Characterization of a Knock-In Mouse Line Expressing a Fusion Protein of κ Opioid Receptor Conjugated with tdTomato: 3-Dimensional Brain Imaging via CLARITY

Abstract

Activation of κ opioid receptor (KOR) produces analgesia, antipruritic effect, sedation and dysphoria. To characterize neuroanatomy of KOR at high resolutions and circumvent issues of specificity of KOR antibodies, we generated a knock-in mouse line expressing KOR fused at the C terminus with the fluorescent protein tdTomato (KtdT). The selective KOR agonist U50,488H caused anti-scratch effect and hypolocomotion, indicating intact KOR neuronal circuitries. Clearing of brains with CLARITY revealed three-dimensional (3-D) images of distribution of KOR, and any G-protein-coupled receptors, for the first time. 3-D brain images of KtdT and immunohistochemistry (IHC) on brain sections with antibodies against tdTomato show similar distribution to that of autoradiography of [³H]U69,593 binding to KOR in wild-type mice. KtdT was observed in regions involved in reward and aversion, pain modulation, and neuroendocrine regulation. KOR is present in several areas with unknown roles, including the claustrum (CLA), dorsal endopiriform nucleus, paraventricular nucleus of the thalamus (PVT), lateral habenula (LHb), and substantia nigra pars reticulata (SNr), which are discussed.
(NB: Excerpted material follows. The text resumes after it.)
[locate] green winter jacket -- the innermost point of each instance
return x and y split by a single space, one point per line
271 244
Prominent KtdT-containing fibers were observed to project from caudate putamen (CP) and nucleus accumbens (ACB) to substantia innominata (SI) and SNr. Double IHC revealed co-localization of KtdT with tyrosine hydroxylase (TH) in brain regions, including CP, ACB, and ventral tegmental area (VTA). KOR was visualized at the cellular level, such as co-localization with TH and agonist-induced KOR translocation into intracellular space in some VTA neurons. These mice thus represent a powerful and heretofore unparalleled tool for neuroanatomy of KOR at both the 3-D and cellular levels.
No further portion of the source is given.